Process manifest task of Osdu_ingest DAG calls the Storage Service for the Dataset Id in WorkProductComponent irrespective of the outcome of validate referential integrity, resulting in creation of new record version
It has been observed that the process manifest task of Osdu_ingest DAG calls the Storage Service for the DatasetId in WorkProductComponent irrespective of the outcome of validate referential integrity, resulting in creation of new record version. Also, in dataload_r3.py the FileId updated in WorkProductComponent is file_id:file_version. As result following the challenges are encountered.
- If WorkProuct and WorkProuctComponent are not processed by Airflow Manifest Ingestion DAG due to failure in referential integrity validation then the file source information used in first attempt cannot be used for reprocessing the manifest because the file version in the file source json is not the latest anymore and validation of referential integrity fails when reused. As a result ingestion of WPC is tightly coupled with upload of Datasets which generates File Source information used to replace the surrogate key in the WPC manifest by the dataload_r3.py script.

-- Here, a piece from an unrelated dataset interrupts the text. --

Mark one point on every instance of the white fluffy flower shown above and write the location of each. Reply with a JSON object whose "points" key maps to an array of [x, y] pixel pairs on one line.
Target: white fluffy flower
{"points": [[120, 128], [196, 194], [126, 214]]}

- open-test-data/rc--3.0.0/4-instances/TNO/work-products/markers/.json and open-test-data/rc--3.0.0/4-instances/TNO/work-products/markers_1_1_0/.json are using same dataset. Similarly, open-test-data/rc--3.0.0/4-instances/TNO/work-products/'well logs'/.json and open-test-data/rc--3.0.0/4-instances/TNO/work-products/'well logs_1_1_0'/.json. Same is the case with the manifests for Volve. Because of the current behavior of DAG and dataload_r3.py described above, same File Source information generated from the upload of Datasets cannot be reused. As a workaround, the dataset files s3://osdu-seismic-test-data/r1/data/provided/markers/ are copied into two different directories markers and markers_1_1_0 so that the files are uploaded separately generating unique FileId. Similarly for well logs.